We are in the midst of a new Industrial Revolution, and within a generation, everything is going to change.
Technology has transformed every industry, and manufacturers are only beginning to embrace the latest innovations. With innovations that can sense the health of equipment, augmented-reality, and self-learning and self-healing machines, it’s no wonder that many companies are unsure of where to start and unsure of how to begin transforming their production.
We know that too many organizations are stuck in “pilot purgatory.” They test but don’t scale. They try one technology but don’t think how technologies can work inter-operably. Less than a third of all manufacturers have begun implementing major Industry 4.0 technologies, like artificial intelligence, the Internet of Things (IoT) or robotics. 41 percent are still piloting at a single site, and 30 percent haven’t even started.
That’s why my colleagues and I have spent the last year working with the World Economic Forum on the Technology and Innovation for the Future of Production initiative. We believe that global manufacturing can reach its potential by understanding how businesses can accelerate the adoption of new technologies and how the private, social, and public sectors might collaborate to promote technological transformation.

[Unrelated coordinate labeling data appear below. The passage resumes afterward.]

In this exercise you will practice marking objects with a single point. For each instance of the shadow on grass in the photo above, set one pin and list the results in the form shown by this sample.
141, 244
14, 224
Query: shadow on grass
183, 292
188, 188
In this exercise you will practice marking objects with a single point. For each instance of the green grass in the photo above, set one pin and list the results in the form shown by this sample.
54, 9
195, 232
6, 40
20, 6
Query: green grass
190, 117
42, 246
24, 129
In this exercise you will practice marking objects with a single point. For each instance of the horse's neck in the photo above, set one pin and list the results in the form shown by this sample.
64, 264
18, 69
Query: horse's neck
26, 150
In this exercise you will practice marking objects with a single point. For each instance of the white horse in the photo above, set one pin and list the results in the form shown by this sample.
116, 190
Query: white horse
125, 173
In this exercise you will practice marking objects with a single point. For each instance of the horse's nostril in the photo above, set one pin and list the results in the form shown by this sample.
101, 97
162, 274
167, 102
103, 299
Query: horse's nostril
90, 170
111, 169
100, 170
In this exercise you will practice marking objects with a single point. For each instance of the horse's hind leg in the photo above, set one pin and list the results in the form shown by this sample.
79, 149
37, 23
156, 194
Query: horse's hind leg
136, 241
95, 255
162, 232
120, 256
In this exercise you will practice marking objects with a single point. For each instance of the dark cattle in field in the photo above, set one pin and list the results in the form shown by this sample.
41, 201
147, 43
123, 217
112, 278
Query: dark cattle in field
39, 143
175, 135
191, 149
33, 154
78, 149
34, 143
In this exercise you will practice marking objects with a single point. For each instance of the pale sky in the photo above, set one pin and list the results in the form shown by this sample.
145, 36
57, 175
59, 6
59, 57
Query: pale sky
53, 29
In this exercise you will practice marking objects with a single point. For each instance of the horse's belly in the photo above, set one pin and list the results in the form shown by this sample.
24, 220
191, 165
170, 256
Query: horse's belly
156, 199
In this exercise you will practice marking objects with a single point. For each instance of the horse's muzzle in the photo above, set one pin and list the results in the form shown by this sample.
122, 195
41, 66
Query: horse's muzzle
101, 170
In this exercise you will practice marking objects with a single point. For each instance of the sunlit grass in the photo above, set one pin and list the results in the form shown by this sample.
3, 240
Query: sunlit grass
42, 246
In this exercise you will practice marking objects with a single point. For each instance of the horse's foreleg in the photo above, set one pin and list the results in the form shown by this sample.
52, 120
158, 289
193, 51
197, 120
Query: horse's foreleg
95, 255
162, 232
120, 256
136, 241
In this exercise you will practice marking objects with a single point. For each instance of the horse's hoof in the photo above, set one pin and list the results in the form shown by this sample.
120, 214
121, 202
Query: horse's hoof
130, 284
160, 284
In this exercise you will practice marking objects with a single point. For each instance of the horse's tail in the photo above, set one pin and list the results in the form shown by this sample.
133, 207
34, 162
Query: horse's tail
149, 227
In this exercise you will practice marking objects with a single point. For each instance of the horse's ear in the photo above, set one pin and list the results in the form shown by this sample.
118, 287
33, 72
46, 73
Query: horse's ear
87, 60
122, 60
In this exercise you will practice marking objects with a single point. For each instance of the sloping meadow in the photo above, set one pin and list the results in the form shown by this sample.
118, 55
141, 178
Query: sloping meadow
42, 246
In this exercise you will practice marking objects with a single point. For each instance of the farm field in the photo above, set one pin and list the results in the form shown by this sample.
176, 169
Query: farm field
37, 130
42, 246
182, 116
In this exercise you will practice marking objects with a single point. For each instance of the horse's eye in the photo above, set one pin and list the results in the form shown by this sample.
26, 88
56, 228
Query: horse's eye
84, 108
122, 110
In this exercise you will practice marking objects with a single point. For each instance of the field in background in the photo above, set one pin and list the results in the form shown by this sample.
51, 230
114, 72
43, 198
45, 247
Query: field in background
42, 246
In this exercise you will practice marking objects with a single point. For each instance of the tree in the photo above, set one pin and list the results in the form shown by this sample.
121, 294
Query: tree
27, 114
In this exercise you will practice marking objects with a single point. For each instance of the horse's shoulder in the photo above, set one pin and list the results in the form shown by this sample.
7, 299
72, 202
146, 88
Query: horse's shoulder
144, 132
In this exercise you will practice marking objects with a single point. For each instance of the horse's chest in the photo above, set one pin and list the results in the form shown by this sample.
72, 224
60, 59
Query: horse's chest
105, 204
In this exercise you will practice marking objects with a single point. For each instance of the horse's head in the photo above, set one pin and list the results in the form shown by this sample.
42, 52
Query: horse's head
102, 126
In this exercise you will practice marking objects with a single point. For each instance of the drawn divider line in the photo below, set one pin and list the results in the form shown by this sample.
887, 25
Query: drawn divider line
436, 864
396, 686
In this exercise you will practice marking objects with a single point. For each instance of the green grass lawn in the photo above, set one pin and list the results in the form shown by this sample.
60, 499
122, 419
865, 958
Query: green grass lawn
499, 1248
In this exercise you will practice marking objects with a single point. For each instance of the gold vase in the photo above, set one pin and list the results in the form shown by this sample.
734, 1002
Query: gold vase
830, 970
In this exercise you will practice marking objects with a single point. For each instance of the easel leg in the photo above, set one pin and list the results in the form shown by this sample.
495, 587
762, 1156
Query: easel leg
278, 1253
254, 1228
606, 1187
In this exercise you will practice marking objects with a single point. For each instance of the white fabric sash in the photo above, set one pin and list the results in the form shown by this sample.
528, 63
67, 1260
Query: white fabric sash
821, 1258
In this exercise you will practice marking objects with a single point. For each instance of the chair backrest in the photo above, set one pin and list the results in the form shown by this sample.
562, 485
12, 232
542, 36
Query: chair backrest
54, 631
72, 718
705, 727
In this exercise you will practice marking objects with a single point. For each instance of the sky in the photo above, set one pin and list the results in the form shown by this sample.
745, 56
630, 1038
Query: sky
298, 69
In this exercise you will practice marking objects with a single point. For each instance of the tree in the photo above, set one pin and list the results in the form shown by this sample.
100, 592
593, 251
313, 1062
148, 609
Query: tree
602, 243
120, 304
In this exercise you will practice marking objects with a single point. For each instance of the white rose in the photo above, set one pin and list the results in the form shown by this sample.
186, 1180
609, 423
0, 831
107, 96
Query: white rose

We compiled and analysed lessons from over 500 technology companies and their deployment successes across numerous sectors to inform the white paper we introduced at the World Economic Forum’s 2018 annual meeting, in Davos, Switzerland. We determined that – across sectors and diverse manufacturing types -- there are around 40 proven innovations ready for immediate scale-up. We believe that all major manufacturers can immediately begin their transformations using these innovations.
Fully integrated into global manufacturing, these new technologies could create up to $3.7 trillion in additional global GDP by 2025 — value larger than Germany’s whole economy.
If government, business and civil society leaders want to get serious about manufacturing’s future, they will need to start working together.
That’s why I was so heartened by the response of leaders in Davos to our paper. The discussion immediately sparked conversations about how to strengthen tri-sector collaboration to ensure that innovation could become more accessible, especially for the small and mid-size manufacturers that make up the bulk of the manufacturing sector. Policy leaders immediately began discussing how education systems could be retooled to train the millions of data scientists, machine operators, IoT architects, and engineers that will be required in the future. Companies discussed sharing their lessons in a more concerted way. Thankfully, everyone moved to consensus about the need to consider the human consequences of disruptive change, as automation displaces many of today’s roles.
It is said that this is the fourth great Industrial Revolution, and that seems true. What remains to be seen, is whether we have really learned from the previous manufacturing revolutions to ensure that this time, we build a system that truly works.